I am currently focusing on the smaller end of the market because I’m finding some great opportunities in that space. I am still a bit sceptical that the overall market can continue racing higher at its current rate, so I am avoiding the large-caps for now.

The best way I can add some value to your day is to showcase a few different stocks that I think are worth keeping your eye on while also teaching you a bit about my way of analysing price action.

But before I dive down into the nitty gritty, I reckon it makes sense to give you a big picture overview of how I view markets.

At the very top of the totem pole for me is the statement: No one knows the future. Myself included.

Free report: Aussie stock picker, Sam Volkering (with gains as high as 1,431% in the last 18 months) reveals what he believes are his next four big potential winners.

When you accept that statement without reservation your whole approach to the very big problem of navigating the markets changes drastically. You don’t need to work out what the future is. You need to manage your risk effectively in an uncertain environment.

The question is no longer ‘How much can I make?’, but ‘Where am I proven wrong?’

If you start to delve into the question ‘Where am I proven wrong?’, you soon go down a rabbit hole. That’s where technical analysis comes in.
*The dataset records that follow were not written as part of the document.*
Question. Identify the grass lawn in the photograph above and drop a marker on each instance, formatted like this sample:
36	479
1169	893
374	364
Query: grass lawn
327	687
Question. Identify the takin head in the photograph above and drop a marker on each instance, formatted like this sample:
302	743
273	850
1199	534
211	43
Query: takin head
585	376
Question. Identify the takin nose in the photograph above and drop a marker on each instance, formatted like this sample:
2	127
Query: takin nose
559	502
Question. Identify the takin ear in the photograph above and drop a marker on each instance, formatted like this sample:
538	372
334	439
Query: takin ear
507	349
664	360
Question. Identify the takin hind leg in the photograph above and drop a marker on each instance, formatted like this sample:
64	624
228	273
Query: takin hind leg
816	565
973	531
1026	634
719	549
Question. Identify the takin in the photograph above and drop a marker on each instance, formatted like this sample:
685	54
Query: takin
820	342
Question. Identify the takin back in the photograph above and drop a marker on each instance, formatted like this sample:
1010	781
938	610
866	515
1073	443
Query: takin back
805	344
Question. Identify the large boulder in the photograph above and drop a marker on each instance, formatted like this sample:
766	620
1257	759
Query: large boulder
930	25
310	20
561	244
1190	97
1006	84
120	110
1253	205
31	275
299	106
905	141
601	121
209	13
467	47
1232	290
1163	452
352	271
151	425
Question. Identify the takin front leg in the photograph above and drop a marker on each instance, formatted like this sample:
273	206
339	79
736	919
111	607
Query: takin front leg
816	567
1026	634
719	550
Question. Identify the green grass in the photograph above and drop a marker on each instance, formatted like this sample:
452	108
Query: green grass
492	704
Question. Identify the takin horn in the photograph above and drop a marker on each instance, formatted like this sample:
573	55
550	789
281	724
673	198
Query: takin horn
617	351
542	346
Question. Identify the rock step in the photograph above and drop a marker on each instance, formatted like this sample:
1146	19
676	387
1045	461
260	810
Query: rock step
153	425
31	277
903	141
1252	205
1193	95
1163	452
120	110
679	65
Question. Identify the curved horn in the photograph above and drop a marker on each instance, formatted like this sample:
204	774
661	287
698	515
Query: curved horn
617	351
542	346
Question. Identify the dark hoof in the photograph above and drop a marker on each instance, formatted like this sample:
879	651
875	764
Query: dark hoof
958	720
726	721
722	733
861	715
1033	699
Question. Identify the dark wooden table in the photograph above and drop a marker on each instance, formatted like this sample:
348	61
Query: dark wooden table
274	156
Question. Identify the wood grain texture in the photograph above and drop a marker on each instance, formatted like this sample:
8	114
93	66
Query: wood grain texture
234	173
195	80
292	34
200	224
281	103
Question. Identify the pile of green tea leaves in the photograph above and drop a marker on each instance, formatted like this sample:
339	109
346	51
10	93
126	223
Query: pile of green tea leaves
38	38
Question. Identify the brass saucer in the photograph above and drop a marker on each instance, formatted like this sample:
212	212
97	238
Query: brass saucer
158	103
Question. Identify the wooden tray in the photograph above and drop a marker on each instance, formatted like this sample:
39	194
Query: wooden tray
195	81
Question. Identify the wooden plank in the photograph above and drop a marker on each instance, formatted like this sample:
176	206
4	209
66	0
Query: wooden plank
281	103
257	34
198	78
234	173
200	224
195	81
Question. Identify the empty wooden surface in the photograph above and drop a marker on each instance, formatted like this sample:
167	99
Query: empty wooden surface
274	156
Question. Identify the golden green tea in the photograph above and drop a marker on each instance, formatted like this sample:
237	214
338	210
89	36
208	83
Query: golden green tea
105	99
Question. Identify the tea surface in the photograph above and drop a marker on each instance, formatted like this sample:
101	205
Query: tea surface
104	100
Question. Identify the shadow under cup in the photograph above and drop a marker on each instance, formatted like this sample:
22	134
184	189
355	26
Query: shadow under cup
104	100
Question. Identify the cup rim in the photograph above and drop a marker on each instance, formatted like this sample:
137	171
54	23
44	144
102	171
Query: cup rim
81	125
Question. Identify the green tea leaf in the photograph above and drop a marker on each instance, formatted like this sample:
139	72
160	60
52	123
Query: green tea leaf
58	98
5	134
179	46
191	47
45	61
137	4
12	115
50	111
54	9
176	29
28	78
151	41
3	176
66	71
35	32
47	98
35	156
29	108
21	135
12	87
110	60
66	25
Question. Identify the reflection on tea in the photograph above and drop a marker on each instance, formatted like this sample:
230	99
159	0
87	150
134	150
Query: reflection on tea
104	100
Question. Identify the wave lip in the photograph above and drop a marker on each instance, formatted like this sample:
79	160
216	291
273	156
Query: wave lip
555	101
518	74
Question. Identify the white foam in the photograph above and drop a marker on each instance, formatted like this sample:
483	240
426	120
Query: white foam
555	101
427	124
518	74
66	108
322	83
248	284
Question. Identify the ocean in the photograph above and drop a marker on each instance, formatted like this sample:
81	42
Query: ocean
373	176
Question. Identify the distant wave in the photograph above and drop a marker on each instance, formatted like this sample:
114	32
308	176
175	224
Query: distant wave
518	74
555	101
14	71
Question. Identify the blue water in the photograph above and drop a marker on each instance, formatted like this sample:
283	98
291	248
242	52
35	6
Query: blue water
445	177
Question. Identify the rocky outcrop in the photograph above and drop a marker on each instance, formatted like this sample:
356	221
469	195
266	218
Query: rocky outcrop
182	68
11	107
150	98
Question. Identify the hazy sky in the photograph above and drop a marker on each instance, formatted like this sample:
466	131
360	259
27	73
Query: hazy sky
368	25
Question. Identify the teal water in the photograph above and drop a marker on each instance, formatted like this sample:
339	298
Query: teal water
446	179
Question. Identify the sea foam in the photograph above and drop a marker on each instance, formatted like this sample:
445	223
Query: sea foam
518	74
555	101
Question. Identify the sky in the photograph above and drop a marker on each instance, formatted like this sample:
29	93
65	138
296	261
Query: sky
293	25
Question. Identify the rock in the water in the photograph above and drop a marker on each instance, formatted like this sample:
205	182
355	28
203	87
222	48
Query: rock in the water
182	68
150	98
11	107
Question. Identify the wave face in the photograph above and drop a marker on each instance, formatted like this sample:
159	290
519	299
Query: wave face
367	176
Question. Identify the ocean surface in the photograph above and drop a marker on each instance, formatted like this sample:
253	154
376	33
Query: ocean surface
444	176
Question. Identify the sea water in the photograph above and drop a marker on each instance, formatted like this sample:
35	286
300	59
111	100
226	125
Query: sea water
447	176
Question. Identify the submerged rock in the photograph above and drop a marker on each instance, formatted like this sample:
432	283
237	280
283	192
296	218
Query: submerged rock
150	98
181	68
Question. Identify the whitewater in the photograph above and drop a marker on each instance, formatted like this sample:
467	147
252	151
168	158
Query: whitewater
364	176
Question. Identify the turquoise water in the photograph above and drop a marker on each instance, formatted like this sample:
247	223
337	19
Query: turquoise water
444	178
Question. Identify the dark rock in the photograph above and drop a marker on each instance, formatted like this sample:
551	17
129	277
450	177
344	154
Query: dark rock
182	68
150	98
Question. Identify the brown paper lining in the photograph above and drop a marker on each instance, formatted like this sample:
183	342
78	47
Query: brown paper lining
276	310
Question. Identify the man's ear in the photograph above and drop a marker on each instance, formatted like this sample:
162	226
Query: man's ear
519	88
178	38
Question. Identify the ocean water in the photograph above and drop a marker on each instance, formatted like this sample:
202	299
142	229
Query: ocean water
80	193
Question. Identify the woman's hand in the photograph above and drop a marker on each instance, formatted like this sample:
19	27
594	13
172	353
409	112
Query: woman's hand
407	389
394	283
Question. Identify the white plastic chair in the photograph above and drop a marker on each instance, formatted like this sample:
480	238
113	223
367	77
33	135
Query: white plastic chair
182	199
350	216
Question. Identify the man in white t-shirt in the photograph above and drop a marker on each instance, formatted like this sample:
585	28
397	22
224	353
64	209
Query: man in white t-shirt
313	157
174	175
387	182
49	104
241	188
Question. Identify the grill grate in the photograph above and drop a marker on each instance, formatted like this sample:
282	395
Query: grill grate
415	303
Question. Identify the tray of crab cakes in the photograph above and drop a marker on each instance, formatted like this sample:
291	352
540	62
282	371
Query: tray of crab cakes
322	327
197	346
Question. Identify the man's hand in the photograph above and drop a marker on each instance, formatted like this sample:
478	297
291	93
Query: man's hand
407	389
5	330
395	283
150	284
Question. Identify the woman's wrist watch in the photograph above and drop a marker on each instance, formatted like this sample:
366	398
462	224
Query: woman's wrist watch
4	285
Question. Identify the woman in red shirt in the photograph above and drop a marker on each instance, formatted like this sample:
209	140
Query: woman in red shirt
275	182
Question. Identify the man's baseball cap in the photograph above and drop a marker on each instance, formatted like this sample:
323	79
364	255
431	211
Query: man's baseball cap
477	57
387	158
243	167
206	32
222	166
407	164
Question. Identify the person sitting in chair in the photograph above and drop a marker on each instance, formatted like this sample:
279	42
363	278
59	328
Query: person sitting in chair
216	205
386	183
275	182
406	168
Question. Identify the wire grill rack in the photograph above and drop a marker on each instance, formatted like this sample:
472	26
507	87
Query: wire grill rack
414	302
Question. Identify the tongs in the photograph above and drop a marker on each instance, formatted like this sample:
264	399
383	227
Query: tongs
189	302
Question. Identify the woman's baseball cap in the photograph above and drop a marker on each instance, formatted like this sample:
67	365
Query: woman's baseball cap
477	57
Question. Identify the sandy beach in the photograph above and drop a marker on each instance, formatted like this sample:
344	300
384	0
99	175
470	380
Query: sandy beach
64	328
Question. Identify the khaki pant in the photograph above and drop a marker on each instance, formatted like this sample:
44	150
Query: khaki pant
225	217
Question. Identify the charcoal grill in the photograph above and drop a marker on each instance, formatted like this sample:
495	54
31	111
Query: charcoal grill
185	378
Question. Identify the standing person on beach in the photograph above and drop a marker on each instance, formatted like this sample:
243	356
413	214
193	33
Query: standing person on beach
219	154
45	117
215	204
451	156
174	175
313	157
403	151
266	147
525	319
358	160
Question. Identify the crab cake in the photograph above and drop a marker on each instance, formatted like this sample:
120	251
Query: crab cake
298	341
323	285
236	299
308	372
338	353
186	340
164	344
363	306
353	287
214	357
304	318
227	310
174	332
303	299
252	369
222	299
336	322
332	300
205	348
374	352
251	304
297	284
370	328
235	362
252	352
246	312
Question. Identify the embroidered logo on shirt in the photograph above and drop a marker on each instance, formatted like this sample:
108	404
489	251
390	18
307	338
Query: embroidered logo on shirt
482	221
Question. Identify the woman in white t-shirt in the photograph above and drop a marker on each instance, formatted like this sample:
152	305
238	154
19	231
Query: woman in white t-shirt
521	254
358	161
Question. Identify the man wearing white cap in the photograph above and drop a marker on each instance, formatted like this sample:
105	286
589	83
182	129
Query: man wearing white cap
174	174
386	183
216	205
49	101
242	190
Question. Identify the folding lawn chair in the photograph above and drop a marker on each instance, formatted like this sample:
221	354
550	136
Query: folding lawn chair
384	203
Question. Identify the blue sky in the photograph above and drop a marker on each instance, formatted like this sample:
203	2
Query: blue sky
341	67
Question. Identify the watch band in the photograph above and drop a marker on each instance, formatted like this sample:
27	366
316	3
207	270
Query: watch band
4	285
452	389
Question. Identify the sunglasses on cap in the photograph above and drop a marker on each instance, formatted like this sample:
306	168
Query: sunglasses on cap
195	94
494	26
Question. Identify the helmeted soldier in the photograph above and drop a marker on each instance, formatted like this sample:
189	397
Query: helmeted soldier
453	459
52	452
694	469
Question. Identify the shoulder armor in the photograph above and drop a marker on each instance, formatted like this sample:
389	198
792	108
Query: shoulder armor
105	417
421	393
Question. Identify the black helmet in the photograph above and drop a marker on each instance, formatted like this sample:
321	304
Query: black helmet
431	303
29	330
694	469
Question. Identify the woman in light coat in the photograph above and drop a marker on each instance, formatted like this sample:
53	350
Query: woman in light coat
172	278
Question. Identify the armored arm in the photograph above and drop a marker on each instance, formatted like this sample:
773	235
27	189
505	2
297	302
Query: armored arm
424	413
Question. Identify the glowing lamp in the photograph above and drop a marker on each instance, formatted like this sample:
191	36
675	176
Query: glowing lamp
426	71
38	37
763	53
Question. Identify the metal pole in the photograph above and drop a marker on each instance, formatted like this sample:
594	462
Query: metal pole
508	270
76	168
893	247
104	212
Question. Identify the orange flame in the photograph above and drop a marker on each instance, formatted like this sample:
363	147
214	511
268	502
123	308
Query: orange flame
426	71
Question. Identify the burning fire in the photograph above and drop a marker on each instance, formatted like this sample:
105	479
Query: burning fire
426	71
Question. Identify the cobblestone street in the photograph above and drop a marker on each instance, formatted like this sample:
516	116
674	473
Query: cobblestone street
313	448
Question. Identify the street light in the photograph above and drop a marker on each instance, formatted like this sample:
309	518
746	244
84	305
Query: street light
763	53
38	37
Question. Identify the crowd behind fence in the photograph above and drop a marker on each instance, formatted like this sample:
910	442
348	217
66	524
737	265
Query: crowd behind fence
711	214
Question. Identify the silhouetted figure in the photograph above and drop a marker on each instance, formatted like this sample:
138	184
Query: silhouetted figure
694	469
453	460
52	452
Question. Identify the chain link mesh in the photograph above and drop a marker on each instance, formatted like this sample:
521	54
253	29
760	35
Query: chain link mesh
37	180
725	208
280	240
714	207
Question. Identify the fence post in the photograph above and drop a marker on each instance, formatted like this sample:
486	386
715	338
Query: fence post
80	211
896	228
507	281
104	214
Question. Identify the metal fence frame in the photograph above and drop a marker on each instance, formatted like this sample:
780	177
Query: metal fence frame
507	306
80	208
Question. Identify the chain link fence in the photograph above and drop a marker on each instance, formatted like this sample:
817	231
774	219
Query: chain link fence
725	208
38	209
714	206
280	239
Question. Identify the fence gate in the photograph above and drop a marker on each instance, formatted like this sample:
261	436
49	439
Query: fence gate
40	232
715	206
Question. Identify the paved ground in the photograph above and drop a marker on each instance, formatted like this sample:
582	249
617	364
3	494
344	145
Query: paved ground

To make a clear set of rules about where you are proven wrong you must reference the past, otherwise your rules are arbitrary.

For example, if you say that you will only risk 20% of the price of a stock before getting out, but that stock moves 50% on a regular basis, you are in for a world of pain.

You can have the most fabulous fundamental research and feel certain the stock is undervalued, but I assure you it can go down for another three years before turning around. Standing in front of it and then holding on for dear life will just tie up your capital in a dud that I could have told you was trending down. It will also chew up your mental energy and stop you from behaving in a proactive manner. Odds are that you will dump the stock in disgust at some point and then look back six months later and kick yourself because it has rallied 100%.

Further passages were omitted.